Previously, when I had attended conferences, I had used them to attend as many seminars or talks as I could physically get to. Then one simple book laid out the problems with such an approach. The big thing to remember is that there are only going to be a few sessions that you simply must attend because you can't get the information anywhere else. This is typically because the presenter is lengendary in their ability to communicate the material in person, not because of the material itself. I've been to a few of these: Ken Henderson, Mark Russinovich, and Dan Kaminsky are my top three. But otherwise, realize that a lot of the session material can be found rather easily, especially in today's environment. So much is on-line now. Also, PASS makes available recording of the presentation from the Summit.

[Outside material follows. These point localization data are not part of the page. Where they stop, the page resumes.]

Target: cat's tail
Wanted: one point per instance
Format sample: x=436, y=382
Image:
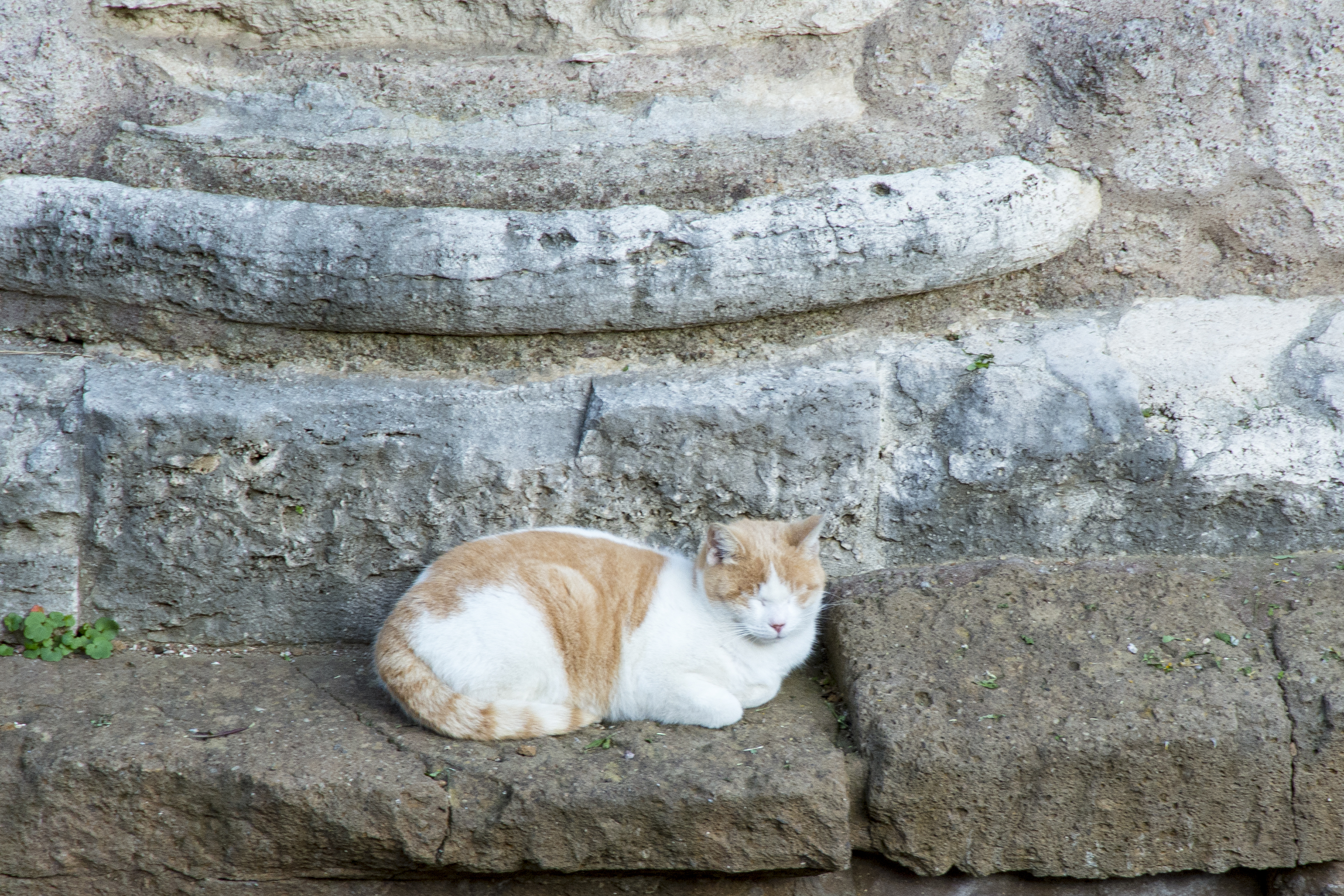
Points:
x=429, y=702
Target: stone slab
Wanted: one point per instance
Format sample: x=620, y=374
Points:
x=1008, y=724
x=464, y=271
x=42, y=500
x=1323, y=879
x=867, y=876
x=780, y=441
x=281, y=503
x=328, y=780
x=1202, y=426
x=297, y=507
x=1310, y=641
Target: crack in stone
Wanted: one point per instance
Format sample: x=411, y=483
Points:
x=1292, y=726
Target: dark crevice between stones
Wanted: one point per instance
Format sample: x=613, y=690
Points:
x=1292, y=726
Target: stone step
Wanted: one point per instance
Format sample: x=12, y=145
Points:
x=279, y=504
x=1090, y=719
x=1101, y=718
x=867, y=876
x=467, y=272
x=326, y=778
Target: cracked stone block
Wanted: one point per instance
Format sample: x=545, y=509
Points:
x=768, y=793
x=41, y=500
x=1310, y=640
x=279, y=508
x=1084, y=720
x=1205, y=426
x=470, y=271
x=1324, y=879
x=107, y=777
x=324, y=778
x=668, y=453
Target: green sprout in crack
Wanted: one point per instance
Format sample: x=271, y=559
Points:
x=980, y=362
x=1158, y=661
x=54, y=636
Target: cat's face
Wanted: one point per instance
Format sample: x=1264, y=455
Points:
x=767, y=575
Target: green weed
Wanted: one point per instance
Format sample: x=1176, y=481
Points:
x=53, y=636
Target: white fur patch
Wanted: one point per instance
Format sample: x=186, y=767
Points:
x=496, y=646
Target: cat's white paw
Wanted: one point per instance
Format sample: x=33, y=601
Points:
x=758, y=695
x=710, y=706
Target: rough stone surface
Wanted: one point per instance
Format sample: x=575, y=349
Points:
x=229, y=504
x=867, y=876
x=42, y=501
x=327, y=780
x=1324, y=879
x=1310, y=642
x=233, y=507
x=460, y=271
x=1206, y=127
x=1086, y=719
x=1201, y=426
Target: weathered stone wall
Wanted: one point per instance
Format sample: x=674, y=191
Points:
x=297, y=296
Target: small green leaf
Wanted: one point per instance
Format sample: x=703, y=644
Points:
x=38, y=626
x=99, y=649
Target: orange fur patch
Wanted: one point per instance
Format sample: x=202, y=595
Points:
x=758, y=544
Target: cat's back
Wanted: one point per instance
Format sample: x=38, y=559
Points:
x=557, y=570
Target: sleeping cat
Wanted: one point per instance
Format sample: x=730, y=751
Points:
x=542, y=632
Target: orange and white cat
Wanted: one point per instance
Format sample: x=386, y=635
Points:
x=542, y=632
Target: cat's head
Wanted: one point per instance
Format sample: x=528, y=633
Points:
x=767, y=575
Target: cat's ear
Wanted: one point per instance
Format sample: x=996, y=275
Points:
x=806, y=535
x=721, y=546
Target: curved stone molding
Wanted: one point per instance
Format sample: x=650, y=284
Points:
x=468, y=272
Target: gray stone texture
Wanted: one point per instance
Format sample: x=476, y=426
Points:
x=42, y=500
x=1085, y=719
x=1310, y=642
x=463, y=271
x=1203, y=125
x=1198, y=426
x=275, y=504
x=229, y=507
x=326, y=781
x=1324, y=879
x=867, y=876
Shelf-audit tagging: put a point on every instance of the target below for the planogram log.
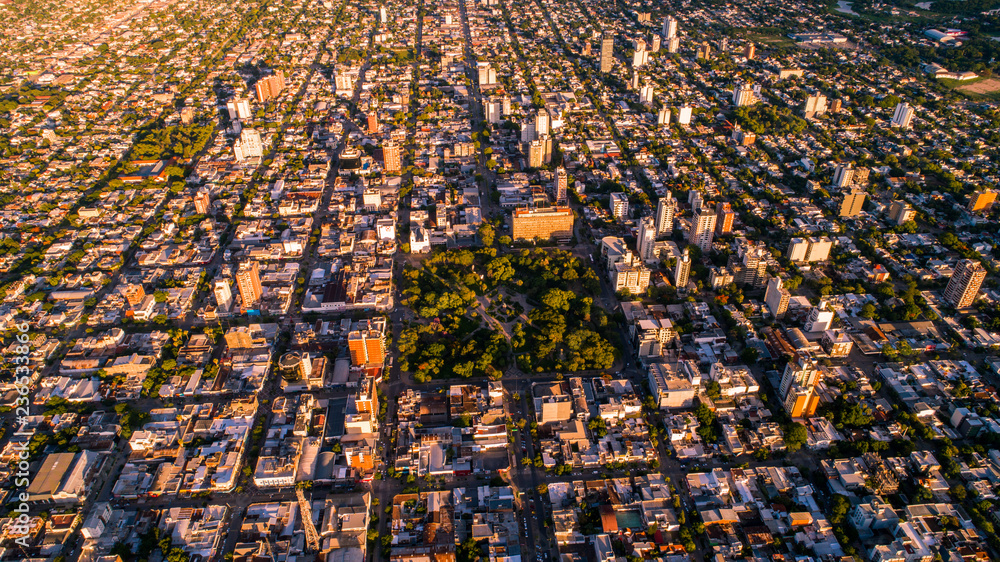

The Big Takeaway: Networking
So what's the big thing you should be doing? Networking. Meeting people face-to-face is always preferable to over the Internet. Sitting down and establishing a connection. In other words, establishing a new relationship or building on an old one. If you're like me, and painfully introverted, this is going to be difficult. However, the big takeaway from a lot of conferences are the folks you meet. The bigger the *real* network that you have around you, the better off you are. Those in your network provide job opportunities, advice, and help with issues. In addition, they can provide a sense of satisfaction when you're able to provide those back to the folks you know. That's big from a professional persective.
Make a Personal Connection
But don't stop there. Also realize that as you network, you'll discover connections that go beyond the professional realm. For instance, Andy Leonard (blog | twitter) have often related something we're discussing back to a shared military background. A local IT manager and I attended The Citadel at the same time and have a great amount of shared experience, though we didn't run across each other on campus. Tom LaRock (blog | twitter) and I both root for the Yankees. These add to how we're connected and often times give us opportunities to talk and engage beyond just the professional. That means stronger bonds. And that's always a good thing.
Maintain the Connection
Once you leave the Summit, remember to maintain those connections. Use Twitter, Facebook, and Google+. Drop an email from time-to-time (Ferrazzi advises at least quarterly). If there's a chance to meet in person, such as at a SQL Saturday or over a baseball game, see if you can take advantage of it. But don't forget to maintain and build. This is probably the biggest area of letdown I see post-conference. Folks go their separate ways until the next conference. The time invested in maintaining connections is a small price to pay for the growth of those relationships and the benefits they provide, both personal and professional.